O empresário Marcelo Maluf oficializou nesta quarta-feira (15) sua pré-candidatura ao governo de Mato Grosso nas eleições de 2026. Durante coletiva de imprensa realizada na sede do Partido Novo, em Cuiabá, Maluf afirmou que entra na disputa com o propósito de contribuir com o Estado a partir da experiência construída ao longo de quase quatro décadas na iniciativa privada.

A decisão, segundo ele, foi tomada após um período de conversas com lideranças políticas, aliados e familiares. O empresário destacou que o projeto nasce sustentado em valores como honestidade, responsabilidade e compromisso com Mato Grosso, estado onde sua família construiu história há mais de um século.
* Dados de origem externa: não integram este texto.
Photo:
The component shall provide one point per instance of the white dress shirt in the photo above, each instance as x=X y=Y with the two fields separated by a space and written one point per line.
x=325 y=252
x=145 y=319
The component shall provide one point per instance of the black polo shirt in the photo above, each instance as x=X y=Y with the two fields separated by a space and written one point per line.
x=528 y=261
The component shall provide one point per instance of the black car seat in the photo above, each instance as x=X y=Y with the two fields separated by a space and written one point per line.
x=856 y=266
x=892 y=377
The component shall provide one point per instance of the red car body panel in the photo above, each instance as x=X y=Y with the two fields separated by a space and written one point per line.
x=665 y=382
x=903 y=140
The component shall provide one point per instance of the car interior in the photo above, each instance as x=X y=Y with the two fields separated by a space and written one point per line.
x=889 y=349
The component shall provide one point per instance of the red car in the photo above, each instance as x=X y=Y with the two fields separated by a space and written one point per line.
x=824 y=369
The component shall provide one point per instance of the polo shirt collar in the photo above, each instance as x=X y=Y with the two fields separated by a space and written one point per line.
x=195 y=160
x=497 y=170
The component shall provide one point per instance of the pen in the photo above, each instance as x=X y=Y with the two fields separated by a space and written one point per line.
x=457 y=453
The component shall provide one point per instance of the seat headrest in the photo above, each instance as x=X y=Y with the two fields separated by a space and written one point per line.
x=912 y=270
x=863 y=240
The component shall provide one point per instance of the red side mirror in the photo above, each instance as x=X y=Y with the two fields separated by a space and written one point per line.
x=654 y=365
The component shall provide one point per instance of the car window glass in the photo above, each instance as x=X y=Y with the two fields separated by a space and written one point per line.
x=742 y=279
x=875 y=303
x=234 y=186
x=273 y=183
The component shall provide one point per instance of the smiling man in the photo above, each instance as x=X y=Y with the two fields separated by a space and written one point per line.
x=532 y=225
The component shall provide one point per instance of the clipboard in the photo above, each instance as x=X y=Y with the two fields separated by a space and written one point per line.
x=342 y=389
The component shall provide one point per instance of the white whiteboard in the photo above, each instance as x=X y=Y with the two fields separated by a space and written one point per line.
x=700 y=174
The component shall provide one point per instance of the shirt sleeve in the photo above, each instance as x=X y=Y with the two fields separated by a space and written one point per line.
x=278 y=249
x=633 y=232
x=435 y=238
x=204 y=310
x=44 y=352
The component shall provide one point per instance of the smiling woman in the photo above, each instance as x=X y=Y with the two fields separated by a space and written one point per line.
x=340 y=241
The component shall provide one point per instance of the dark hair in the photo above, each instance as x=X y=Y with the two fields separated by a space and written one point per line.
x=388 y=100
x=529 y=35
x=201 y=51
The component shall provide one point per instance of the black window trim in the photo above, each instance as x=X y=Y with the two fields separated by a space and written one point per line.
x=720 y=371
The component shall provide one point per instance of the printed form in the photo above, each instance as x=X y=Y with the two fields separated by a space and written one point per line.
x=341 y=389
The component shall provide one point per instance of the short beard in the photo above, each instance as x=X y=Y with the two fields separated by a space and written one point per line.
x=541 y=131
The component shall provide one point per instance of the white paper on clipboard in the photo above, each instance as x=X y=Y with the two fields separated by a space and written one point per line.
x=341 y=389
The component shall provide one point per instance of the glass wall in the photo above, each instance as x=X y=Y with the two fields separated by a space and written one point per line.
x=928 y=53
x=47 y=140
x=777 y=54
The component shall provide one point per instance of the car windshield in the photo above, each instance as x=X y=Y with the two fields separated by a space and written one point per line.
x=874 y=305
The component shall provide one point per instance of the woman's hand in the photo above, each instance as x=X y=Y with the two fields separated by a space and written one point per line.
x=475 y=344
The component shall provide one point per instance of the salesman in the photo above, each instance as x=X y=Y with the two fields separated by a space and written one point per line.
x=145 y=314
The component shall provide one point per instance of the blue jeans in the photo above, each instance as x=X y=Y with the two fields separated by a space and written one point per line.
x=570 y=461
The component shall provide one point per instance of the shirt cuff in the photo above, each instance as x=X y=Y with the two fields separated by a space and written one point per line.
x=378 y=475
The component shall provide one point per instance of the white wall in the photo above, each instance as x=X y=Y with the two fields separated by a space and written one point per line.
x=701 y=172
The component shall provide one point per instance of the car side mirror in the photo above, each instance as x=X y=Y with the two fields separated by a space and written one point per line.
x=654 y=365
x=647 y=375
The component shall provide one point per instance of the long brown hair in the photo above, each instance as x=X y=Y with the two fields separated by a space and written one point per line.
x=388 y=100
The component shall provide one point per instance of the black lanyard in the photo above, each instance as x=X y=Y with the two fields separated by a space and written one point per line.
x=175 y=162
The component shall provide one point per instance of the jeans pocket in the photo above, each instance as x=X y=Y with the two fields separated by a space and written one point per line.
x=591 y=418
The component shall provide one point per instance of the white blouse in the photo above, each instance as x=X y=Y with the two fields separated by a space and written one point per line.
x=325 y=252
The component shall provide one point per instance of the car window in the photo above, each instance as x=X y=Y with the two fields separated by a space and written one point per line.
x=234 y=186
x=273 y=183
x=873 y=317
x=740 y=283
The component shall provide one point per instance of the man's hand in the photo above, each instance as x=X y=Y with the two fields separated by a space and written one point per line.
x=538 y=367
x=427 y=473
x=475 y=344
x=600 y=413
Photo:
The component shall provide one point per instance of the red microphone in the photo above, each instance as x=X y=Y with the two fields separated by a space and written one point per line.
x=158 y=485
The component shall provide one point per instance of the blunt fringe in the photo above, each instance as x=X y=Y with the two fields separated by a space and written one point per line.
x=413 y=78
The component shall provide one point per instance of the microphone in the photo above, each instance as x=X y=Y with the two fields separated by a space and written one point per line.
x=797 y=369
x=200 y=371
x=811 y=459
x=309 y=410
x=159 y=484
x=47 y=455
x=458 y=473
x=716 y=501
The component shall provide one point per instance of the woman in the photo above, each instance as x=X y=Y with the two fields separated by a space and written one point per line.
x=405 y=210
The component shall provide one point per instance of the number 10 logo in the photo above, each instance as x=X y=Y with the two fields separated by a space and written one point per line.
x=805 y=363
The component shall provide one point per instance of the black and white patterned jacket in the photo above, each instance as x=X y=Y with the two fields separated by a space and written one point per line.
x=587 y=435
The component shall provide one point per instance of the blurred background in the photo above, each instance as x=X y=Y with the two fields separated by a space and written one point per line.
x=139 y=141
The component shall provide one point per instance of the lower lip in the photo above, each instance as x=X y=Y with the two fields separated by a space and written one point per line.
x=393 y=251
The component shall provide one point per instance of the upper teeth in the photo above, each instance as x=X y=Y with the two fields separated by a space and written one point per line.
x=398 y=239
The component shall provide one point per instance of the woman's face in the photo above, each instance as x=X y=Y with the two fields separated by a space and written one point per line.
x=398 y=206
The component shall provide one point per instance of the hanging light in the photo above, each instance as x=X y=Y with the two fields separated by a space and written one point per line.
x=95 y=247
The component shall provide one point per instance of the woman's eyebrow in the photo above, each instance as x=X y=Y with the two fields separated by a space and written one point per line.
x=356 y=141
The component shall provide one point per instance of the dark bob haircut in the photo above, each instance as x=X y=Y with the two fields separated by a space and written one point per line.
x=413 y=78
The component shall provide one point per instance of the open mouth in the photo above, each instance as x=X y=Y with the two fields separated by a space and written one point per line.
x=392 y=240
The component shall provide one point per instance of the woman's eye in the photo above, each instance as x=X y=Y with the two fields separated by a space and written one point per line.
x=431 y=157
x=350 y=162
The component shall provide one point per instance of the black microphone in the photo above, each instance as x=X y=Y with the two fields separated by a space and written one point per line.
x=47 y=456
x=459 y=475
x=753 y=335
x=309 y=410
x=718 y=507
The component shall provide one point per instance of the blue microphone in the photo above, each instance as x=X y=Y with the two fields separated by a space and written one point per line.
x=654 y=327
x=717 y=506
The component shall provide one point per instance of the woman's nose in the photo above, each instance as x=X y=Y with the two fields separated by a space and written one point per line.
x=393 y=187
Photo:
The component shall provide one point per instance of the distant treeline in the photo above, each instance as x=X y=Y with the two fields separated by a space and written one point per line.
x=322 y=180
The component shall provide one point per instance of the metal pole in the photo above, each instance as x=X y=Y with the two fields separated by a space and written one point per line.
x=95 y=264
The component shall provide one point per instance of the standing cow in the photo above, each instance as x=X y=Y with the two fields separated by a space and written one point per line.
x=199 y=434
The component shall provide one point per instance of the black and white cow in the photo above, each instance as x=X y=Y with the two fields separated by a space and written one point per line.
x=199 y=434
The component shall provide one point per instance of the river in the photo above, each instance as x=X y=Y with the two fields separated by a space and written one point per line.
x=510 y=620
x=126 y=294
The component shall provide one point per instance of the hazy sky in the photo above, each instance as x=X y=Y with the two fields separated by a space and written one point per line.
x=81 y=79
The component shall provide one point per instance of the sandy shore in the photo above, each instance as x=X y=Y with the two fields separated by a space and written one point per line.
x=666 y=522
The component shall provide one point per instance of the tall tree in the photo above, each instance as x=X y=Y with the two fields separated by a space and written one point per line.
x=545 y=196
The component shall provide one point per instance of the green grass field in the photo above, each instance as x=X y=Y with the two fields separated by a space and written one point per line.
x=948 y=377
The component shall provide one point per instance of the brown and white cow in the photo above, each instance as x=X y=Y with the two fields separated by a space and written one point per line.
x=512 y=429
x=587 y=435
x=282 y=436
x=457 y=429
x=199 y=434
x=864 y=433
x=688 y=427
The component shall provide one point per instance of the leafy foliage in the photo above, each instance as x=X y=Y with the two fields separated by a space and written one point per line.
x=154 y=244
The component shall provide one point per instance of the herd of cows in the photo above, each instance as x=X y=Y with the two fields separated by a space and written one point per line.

“Após todas essas conversas, decidimos pela pré-candidatura. Uma pré-candidatura baseada em honestidade, uma pré-candidatura baseada em experiência de vida, experiência administrativa principalmente”, afirmou.

Marcelo Maluf ressaltou que, após concluir o processo de sucessão dos negócios da família, se sente preparado para dedicar parte da sua trajetória à vida pública. “Nós atuamos quase 40 anos na vida privada, em várias empresas. Eu já fiz a minha transição para os meus filhos. Então decidimos a partir daí que a gente quer fazer alguma coisa por Mato Grosso. Esse estado que tanto nos deu, que acolheu a minha família há mais de 100 anos”, disse.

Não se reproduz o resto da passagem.